The Search for Meaning is Individual
The notion of individualism today is chock full of baggage, misunderstanding, and political correctness. We are all connected to others, and we have been since we were brought into existence via a family, society, and culture. Regardless, our search for meaning is something we must carry out individually, even if it entails how we hope to relate to others. For example, if one finds meaning in family or serving others, that person doesn’t lose who he or she is in the process. Indeed, following out what one believes to be meaningful enhances rather than annihilates one’s personal identity. No other human being can give you your meaning or create your life for you. For sure, we seek out those whom we believe to be wise and from whom we can garner understanding and wisdom. Ultimately however, individually we must decide our life’s path and follow it.
A Note on Spirituality
As a Christian, I believe that I will find my ultimate meaning in my relationship with the Triune God. Not everyone will agree with me here, but it is my personal belief.
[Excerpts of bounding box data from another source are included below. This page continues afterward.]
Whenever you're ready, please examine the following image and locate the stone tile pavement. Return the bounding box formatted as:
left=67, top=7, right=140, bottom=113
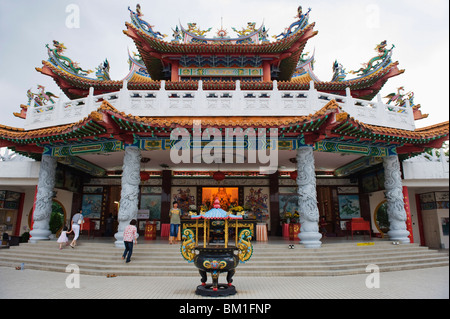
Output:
left=0, top=267, right=449, bottom=301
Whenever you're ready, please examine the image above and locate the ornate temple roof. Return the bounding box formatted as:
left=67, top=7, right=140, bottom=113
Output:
left=36, top=7, right=404, bottom=100
left=0, top=100, right=449, bottom=160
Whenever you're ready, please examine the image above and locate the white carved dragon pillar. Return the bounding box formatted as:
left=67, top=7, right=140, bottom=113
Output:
left=383, top=155, right=410, bottom=244
left=297, top=146, right=322, bottom=248
left=114, top=146, right=141, bottom=248
left=30, top=155, right=57, bottom=243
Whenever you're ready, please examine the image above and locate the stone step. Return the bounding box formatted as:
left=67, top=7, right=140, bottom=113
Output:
left=0, top=241, right=449, bottom=276
left=0, top=249, right=440, bottom=264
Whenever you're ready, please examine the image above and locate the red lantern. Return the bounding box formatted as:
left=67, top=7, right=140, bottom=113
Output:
left=289, top=171, right=298, bottom=181
left=140, top=172, right=150, bottom=182
left=213, top=171, right=225, bottom=182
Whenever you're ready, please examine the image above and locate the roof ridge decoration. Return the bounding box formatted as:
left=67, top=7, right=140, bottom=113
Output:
left=384, top=86, right=429, bottom=120
left=272, top=6, right=311, bottom=39
left=128, top=3, right=167, bottom=40
left=349, top=40, right=395, bottom=77
left=331, top=60, right=347, bottom=82
left=13, top=84, right=59, bottom=119
left=45, top=40, right=93, bottom=77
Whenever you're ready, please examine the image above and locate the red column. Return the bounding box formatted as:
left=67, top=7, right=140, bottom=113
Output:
left=416, top=194, right=425, bottom=246
left=402, top=186, right=414, bottom=244
left=30, top=185, right=37, bottom=238
left=263, top=61, right=272, bottom=82
left=14, top=193, right=25, bottom=236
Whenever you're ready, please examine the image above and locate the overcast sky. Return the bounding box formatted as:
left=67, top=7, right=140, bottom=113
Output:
left=0, top=0, right=449, bottom=127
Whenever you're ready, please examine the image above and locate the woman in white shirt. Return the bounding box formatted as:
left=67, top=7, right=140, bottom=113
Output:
left=70, top=209, right=84, bottom=248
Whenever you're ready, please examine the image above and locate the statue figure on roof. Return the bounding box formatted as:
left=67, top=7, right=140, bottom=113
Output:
left=187, top=22, right=212, bottom=37
left=349, top=40, right=395, bottom=76
left=172, top=26, right=183, bottom=43
left=384, top=86, right=415, bottom=106
left=27, top=85, right=58, bottom=106
left=273, top=6, right=311, bottom=39
left=331, top=60, right=347, bottom=82
left=95, top=59, right=111, bottom=81
left=45, top=40, right=92, bottom=76
left=231, top=22, right=256, bottom=38
left=128, top=3, right=167, bottom=39
left=259, top=26, right=269, bottom=42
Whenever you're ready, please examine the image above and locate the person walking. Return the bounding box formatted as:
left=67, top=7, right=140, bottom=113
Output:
left=122, top=219, right=137, bottom=263
left=70, top=209, right=84, bottom=248
left=169, top=201, right=181, bottom=245
left=56, top=226, right=72, bottom=249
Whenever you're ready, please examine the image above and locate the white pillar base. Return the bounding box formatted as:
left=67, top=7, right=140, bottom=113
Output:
left=387, top=229, right=411, bottom=244
left=298, top=232, right=322, bottom=248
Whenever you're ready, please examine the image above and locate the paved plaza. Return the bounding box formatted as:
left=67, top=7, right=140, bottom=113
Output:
left=0, top=267, right=449, bottom=301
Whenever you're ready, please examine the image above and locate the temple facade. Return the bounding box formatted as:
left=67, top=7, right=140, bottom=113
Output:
left=0, top=5, right=449, bottom=248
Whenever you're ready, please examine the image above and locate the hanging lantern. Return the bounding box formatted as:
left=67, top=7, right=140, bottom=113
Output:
left=213, top=171, right=225, bottom=182
left=140, top=172, right=150, bottom=182
left=289, top=171, right=298, bottom=181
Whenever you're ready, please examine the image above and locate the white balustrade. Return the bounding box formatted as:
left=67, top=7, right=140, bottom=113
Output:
left=25, top=81, right=415, bottom=130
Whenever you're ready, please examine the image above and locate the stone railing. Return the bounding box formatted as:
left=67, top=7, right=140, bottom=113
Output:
left=25, top=81, right=415, bottom=130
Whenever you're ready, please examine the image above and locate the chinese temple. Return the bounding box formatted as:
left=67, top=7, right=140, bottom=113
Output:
left=0, top=5, right=449, bottom=248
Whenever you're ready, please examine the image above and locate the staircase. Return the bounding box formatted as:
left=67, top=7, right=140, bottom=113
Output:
left=0, top=240, right=449, bottom=276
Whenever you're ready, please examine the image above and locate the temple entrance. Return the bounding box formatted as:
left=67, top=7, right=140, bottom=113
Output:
left=201, top=187, right=239, bottom=211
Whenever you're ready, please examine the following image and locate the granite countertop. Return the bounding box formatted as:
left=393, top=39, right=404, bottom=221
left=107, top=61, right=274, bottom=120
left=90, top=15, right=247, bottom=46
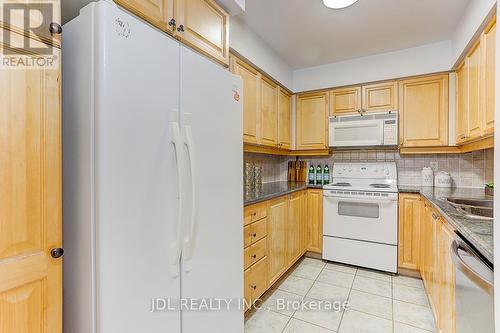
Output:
left=243, top=181, right=323, bottom=206
left=399, top=185, right=494, bottom=264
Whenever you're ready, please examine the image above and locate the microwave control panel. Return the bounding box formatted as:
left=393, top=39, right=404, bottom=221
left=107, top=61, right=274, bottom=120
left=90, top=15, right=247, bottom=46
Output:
left=384, top=119, right=398, bottom=146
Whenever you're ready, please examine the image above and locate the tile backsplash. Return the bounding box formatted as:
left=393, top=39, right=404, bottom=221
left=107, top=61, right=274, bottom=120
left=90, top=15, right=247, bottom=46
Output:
left=244, top=149, right=494, bottom=188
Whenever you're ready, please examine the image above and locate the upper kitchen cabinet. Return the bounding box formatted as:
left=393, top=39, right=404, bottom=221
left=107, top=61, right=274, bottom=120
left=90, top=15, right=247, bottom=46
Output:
left=399, top=74, right=448, bottom=147
left=174, top=0, right=229, bottom=65
left=362, top=81, right=398, bottom=112
left=0, top=0, right=62, bottom=47
left=232, top=57, right=260, bottom=144
left=330, top=86, right=361, bottom=116
left=115, top=0, right=229, bottom=66
left=465, top=42, right=482, bottom=140
left=260, top=77, right=278, bottom=146
left=455, top=61, right=468, bottom=144
left=481, top=20, right=497, bottom=135
left=278, top=88, right=292, bottom=149
left=455, top=15, right=496, bottom=145
left=115, top=0, right=175, bottom=33
left=296, top=92, right=328, bottom=150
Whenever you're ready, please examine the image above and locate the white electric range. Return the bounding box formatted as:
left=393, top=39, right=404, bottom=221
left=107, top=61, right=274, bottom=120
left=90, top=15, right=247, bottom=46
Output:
left=323, top=162, right=398, bottom=273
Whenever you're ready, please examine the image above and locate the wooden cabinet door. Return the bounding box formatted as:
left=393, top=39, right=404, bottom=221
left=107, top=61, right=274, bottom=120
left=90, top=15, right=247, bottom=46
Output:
left=267, top=197, right=288, bottom=285
left=330, top=86, right=361, bottom=116
left=398, top=194, right=422, bottom=270
left=286, top=192, right=303, bottom=266
left=296, top=92, right=328, bottom=150
left=482, top=21, right=496, bottom=136
left=174, top=0, right=229, bottom=65
left=438, top=223, right=455, bottom=333
left=233, top=57, right=260, bottom=144
left=0, top=29, right=62, bottom=333
left=362, top=81, right=398, bottom=112
left=257, top=77, right=278, bottom=147
left=465, top=43, right=483, bottom=140
left=399, top=74, right=448, bottom=147
left=307, top=189, right=323, bottom=253
left=115, top=0, right=175, bottom=33
left=455, top=61, right=469, bottom=144
left=278, top=88, right=292, bottom=149
left=0, top=0, right=62, bottom=46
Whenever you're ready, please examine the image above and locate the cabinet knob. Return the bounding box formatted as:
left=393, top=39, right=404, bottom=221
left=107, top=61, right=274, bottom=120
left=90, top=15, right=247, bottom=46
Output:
left=50, top=247, right=64, bottom=259
left=49, top=22, right=62, bottom=35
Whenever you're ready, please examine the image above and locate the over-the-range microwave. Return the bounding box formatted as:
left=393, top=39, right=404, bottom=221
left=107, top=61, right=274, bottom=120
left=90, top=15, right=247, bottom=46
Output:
left=329, top=111, right=398, bottom=147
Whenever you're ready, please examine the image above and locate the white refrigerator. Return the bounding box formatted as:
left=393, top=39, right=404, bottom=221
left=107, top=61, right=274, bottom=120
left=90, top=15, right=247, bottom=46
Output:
left=62, top=1, right=243, bottom=333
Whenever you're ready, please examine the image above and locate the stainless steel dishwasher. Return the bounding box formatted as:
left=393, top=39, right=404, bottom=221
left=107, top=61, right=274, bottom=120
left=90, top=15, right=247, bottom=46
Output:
left=451, top=235, right=495, bottom=333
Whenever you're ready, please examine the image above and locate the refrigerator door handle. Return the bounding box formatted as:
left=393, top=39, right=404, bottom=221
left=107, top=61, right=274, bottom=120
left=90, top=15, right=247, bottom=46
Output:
left=183, top=113, right=198, bottom=272
left=170, top=110, right=184, bottom=277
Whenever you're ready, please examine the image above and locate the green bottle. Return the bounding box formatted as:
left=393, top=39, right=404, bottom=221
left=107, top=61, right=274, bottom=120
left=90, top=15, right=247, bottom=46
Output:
left=316, top=164, right=323, bottom=185
left=323, top=164, right=330, bottom=185
left=309, top=164, right=314, bottom=185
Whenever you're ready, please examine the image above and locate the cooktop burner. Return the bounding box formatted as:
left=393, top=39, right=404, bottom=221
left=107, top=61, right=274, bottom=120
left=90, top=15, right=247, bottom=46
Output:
left=332, top=183, right=352, bottom=187
left=370, top=184, right=391, bottom=188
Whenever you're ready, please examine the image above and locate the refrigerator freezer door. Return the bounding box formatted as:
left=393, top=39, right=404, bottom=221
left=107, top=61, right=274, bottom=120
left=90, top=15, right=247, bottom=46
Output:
left=94, top=2, right=185, bottom=333
left=181, top=47, right=243, bottom=333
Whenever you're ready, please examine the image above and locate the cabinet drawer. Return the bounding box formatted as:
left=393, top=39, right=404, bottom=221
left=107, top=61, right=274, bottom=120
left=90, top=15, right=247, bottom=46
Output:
left=243, top=203, right=267, bottom=225
left=252, top=219, right=267, bottom=244
left=249, top=237, right=267, bottom=265
left=245, top=257, right=268, bottom=300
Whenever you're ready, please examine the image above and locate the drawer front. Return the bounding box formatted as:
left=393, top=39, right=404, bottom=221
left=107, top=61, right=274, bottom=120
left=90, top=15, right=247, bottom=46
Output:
left=243, top=246, right=254, bottom=269
left=243, top=203, right=267, bottom=225
left=249, top=237, right=267, bottom=265
left=243, top=224, right=254, bottom=247
left=250, top=257, right=268, bottom=300
left=252, top=219, right=267, bottom=244
left=244, top=269, right=253, bottom=310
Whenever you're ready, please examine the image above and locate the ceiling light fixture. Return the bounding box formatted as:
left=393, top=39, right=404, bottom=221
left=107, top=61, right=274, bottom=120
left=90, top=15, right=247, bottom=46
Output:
left=323, top=0, right=358, bottom=9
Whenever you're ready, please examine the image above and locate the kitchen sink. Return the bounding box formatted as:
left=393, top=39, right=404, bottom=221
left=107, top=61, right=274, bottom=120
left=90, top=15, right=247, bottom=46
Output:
left=446, top=198, right=493, bottom=220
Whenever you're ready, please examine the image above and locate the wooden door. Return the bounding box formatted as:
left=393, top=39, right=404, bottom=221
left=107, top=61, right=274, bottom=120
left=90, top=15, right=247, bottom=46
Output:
left=233, top=57, right=260, bottom=144
left=0, top=0, right=62, bottom=46
left=257, top=77, right=278, bottom=147
left=362, top=81, right=398, bottom=112
left=482, top=20, right=496, bottom=136
left=115, top=0, right=175, bottom=33
left=398, top=194, right=422, bottom=270
left=267, top=197, right=288, bottom=285
left=174, top=0, right=229, bottom=65
left=466, top=42, right=483, bottom=140
left=0, top=31, right=62, bottom=333
left=399, top=74, right=448, bottom=147
left=438, top=222, right=456, bottom=333
left=278, top=88, right=292, bottom=149
left=455, top=61, right=469, bottom=144
left=296, top=92, right=328, bottom=150
left=307, top=189, right=323, bottom=253
left=286, top=192, right=303, bottom=266
left=330, top=86, right=361, bottom=116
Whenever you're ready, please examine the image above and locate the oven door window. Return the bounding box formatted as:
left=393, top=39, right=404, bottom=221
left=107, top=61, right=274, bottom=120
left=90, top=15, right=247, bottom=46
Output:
left=338, top=201, right=380, bottom=219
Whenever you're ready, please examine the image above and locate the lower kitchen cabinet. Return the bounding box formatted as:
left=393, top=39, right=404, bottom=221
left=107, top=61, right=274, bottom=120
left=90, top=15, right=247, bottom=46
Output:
left=267, top=197, right=289, bottom=285
left=420, top=197, right=455, bottom=333
left=398, top=193, right=422, bottom=271
left=307, top=189, right=323, bottom=254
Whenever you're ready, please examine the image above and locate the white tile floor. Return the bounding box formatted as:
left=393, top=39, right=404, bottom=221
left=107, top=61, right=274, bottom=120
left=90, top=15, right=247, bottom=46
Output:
left=245, top=258, right=436, bottom=333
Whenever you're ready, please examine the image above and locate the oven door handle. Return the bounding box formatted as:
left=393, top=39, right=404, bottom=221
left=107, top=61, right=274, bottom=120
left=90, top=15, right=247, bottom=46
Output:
left=323, top=194, right=398, bottom=203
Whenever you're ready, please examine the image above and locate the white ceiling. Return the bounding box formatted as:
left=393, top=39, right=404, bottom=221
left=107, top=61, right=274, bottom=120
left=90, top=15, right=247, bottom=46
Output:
left=236, top=0, right=474, bottom=69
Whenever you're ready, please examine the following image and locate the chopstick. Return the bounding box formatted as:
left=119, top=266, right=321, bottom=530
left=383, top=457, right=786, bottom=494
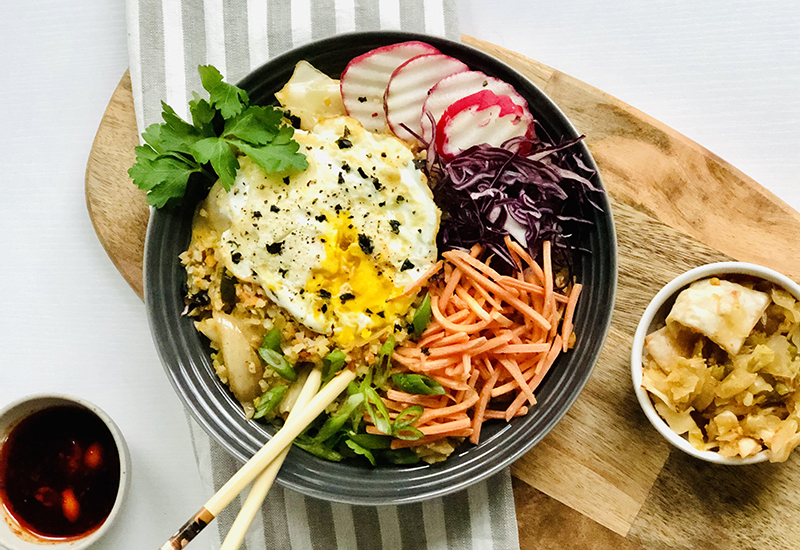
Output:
left=159, top=369, right=356, bottom=550
left=219, top=366, right=322, bottom=550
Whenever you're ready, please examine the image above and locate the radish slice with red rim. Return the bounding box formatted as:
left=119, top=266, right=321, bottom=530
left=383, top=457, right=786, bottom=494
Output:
left=421, top=71, right=530, bottom=142
left=340, top=41, right=439, bottom=132
left=436, top=90, right=533, bottom=158
left=384, top=53, right=469, bottom=142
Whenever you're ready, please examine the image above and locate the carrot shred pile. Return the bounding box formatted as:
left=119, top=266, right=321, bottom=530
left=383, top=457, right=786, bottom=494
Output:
left=376, top=237, right=581, bottom=449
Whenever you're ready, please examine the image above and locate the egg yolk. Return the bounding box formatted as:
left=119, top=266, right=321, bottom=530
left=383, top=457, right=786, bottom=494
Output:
left=306, top=211, right=413, bottom=347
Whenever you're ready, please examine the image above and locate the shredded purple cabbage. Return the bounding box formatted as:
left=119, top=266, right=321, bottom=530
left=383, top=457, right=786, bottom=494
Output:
left=428, top=130, right=603, bottom=271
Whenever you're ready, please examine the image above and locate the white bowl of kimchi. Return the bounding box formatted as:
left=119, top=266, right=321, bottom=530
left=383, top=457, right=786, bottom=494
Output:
left=631, top=262, right=800, bottom=465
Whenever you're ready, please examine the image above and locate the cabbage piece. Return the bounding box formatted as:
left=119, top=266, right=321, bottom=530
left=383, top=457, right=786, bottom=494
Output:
left=428, top=137, right=603, bottom=270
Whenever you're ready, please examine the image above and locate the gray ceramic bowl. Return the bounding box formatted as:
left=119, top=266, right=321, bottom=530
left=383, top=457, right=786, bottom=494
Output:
left=145, top=32, right=617, bottom=504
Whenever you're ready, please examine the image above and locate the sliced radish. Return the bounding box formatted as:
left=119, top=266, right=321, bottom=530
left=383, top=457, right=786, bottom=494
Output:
left=436, top=90, right=533, bottom=158
left=384, top=53, right=469, bottom=142
left=421, top=71, right=530, bottom=142
left=340, top=41, right=439, bottom=132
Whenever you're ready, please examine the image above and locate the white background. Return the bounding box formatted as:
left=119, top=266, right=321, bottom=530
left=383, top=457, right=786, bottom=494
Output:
left=0, top=0, right=800, bottom=550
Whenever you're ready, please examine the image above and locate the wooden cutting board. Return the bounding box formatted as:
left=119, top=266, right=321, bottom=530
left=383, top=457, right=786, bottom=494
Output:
left=86, top=36, right=800, bottom=550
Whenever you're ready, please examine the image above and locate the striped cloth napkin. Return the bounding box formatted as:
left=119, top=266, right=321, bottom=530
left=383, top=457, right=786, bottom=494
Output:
left=127, top=0, right=519, bottom=550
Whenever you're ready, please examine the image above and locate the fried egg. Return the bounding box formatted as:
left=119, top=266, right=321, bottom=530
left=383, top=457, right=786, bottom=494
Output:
left=204, top=116, right=440, bottom=348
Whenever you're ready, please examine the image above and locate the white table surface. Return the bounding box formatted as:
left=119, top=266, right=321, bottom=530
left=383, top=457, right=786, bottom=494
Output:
left=0, top=0, right=800, bottom=550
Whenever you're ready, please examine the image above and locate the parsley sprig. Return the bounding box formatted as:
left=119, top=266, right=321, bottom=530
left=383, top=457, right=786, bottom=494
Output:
left=128, top=65, right=308, bottom=208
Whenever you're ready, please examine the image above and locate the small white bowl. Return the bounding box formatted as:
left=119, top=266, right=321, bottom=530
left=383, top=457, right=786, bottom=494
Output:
left=0, top=393, right=131, bottom=550
left=631, top=262, right=800, bottom=465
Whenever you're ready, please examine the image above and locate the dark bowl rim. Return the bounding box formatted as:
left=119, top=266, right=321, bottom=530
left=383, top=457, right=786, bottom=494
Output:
left=143, top=31, right=618, bottom=505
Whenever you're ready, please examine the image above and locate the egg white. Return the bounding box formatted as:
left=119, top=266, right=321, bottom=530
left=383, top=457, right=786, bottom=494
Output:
left=204, top=116, right=440, bottom=344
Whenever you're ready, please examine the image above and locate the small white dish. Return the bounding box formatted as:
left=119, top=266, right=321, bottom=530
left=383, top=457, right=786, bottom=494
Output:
left=0, top=394, right=131, bottom=550
left=631, top=262, right=800, bottom=465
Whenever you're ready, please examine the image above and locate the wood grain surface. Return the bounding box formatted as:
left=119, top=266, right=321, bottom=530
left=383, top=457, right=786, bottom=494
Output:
left=86, top=36, right=800, bottom=550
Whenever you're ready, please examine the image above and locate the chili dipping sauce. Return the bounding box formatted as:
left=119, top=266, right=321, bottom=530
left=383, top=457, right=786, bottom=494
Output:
left=0, top=405, right=120, bottom=540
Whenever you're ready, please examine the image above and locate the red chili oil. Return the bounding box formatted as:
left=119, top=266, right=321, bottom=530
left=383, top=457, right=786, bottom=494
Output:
left=0, top=405, right=120, bottom=540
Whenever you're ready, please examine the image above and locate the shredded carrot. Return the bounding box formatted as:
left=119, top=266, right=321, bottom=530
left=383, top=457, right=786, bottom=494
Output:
left=382, top=237, right=581, bottom=449
left=469, top=369, right=500, bottom=445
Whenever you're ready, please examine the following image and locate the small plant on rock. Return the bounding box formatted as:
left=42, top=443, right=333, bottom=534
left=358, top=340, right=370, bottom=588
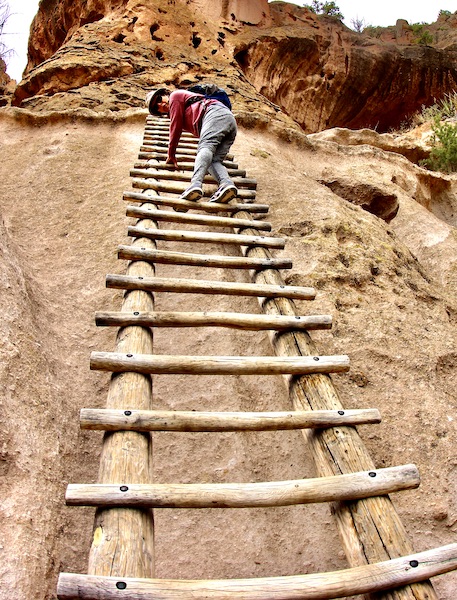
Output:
left=421, top=115, right=457, bottom=173
left=303, top=0, right=344, bottom=20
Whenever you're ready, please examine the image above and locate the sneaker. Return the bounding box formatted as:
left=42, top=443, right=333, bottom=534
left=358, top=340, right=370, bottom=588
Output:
left=174, top=185, right=203, bottom=212
left=179, top=185, right=203, bottom=202
left=210, top=183, right=238, bottom=203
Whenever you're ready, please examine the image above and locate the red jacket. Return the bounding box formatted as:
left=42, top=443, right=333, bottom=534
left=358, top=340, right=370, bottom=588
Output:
left=168, top=90, right=218, bottom=158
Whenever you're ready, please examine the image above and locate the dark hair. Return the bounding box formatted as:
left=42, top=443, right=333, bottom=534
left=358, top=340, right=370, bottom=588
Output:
left=146, top=88, right=170, bottom=115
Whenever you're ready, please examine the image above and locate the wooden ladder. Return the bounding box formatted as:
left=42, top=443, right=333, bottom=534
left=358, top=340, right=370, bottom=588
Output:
left=58, top=117, right=457, bottom=600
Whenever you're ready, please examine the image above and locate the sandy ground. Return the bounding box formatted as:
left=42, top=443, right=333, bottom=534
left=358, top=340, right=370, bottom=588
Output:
left=0, top=110, right=457, bottom=600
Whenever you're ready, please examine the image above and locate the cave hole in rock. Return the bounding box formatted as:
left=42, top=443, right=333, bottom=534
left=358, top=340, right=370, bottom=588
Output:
left=235, top=48, right=249, bottom=71
left=127, top=17, right=138, bottom=32
left=149, top=23, right=163, bottom=42
left=192, top=33, right=202, bottom=48
left=80, top=10, right=104, bottom=27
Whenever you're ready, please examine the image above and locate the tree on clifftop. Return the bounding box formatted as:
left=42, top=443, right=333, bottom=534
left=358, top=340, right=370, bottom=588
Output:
left=0, top=0, right=14, bottom=60
left=304, top=0, right=344, bottom=20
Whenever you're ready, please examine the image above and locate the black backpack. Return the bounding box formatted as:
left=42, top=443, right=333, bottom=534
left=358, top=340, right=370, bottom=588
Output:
left=186, top=83, right=232, bottom=110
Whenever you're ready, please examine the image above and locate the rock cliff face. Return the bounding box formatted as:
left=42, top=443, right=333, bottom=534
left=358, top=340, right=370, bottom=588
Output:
left=0, top=0, right=457, bottom=600
left=9, top=0, right=457, bottom=133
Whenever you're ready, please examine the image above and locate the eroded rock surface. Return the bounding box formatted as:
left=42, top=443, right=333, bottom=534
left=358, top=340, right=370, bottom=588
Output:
left=0, top=0, right=457, bottom=600
left=8, top=0, right=457, bottom=133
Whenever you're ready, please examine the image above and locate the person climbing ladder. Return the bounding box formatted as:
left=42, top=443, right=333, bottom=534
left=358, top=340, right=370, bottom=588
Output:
left=146, top=88, right=238, bottom=202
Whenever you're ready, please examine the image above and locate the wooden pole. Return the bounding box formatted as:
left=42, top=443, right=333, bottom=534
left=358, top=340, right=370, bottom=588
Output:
left=58, top=544, right=457, bottom=600
left=88, top=195, right=155, bottom=577
left=123, top=227, right=286, bottom=250
left=65, top=465, right=420, bottom=508
left=123, top=191, right=269, bottom=213
left=117, top=246, right=292, bottom=270
left=80, top=408, right=381, bottom=431
left=95, top=311, right=332, bottom=331
left=126, top=205, right=271, bottom=231
left=90, top=352, right=349, bottom=376
left=106, top=274, right=316, bottom=298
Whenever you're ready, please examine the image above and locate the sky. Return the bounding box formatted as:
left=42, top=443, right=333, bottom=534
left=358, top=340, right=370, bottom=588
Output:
left=4, top=0, right=457, bottom=81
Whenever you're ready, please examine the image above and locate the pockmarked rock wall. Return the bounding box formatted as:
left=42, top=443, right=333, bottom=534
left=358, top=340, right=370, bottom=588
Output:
left=0, top=0, right=457, bottom=600
left=12, top=0, right=457, bottom=133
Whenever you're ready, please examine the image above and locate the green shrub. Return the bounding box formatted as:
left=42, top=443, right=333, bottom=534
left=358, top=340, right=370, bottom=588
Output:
left=417, top=92, right=457, bottom=124
left=421, top=115, right=457, bottom=173
left=363, top=25, right=384, bottom=38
Some may ask if I’m not just looking for another form of the big M. In saying that my personal meaning is found in my relationship with God, that entails the way I am to live from day-to-day. From the Christian perspective, we call such daily living our sanctification, by which we seek to become conformed to the image of Christ. Like any search and hope, this involves daily living with struggles that challenge our faith, make us question things, and even doubt things about our faith. Such a relationship with God also entails a calling. Work, family, and service of some kind are all inherent in a personal calling, one that each of us must search out for him- or herself. Just as no one can give me meaning, no other person can have faith for me. My faith falls within my calling and personal relationship with God.
Not everyone will agree with me regarding my spiritual beliefs as a Christian. My private practice is open to all. Contemplations is a space where anyone who desires can take the time to explore what they truly value – what is purposeful and meaningful for them. I deeply believe that we are meaning-making creatures. The struggles that life throws at us will make us question a lot of things. Life’s experiences will lead us to question our very act of making meaning. The depth of living comes at the risk of pursuing what we claim to value so as to live the way we hope to live, finding our meaning in the day-to-day battles and blessings of life.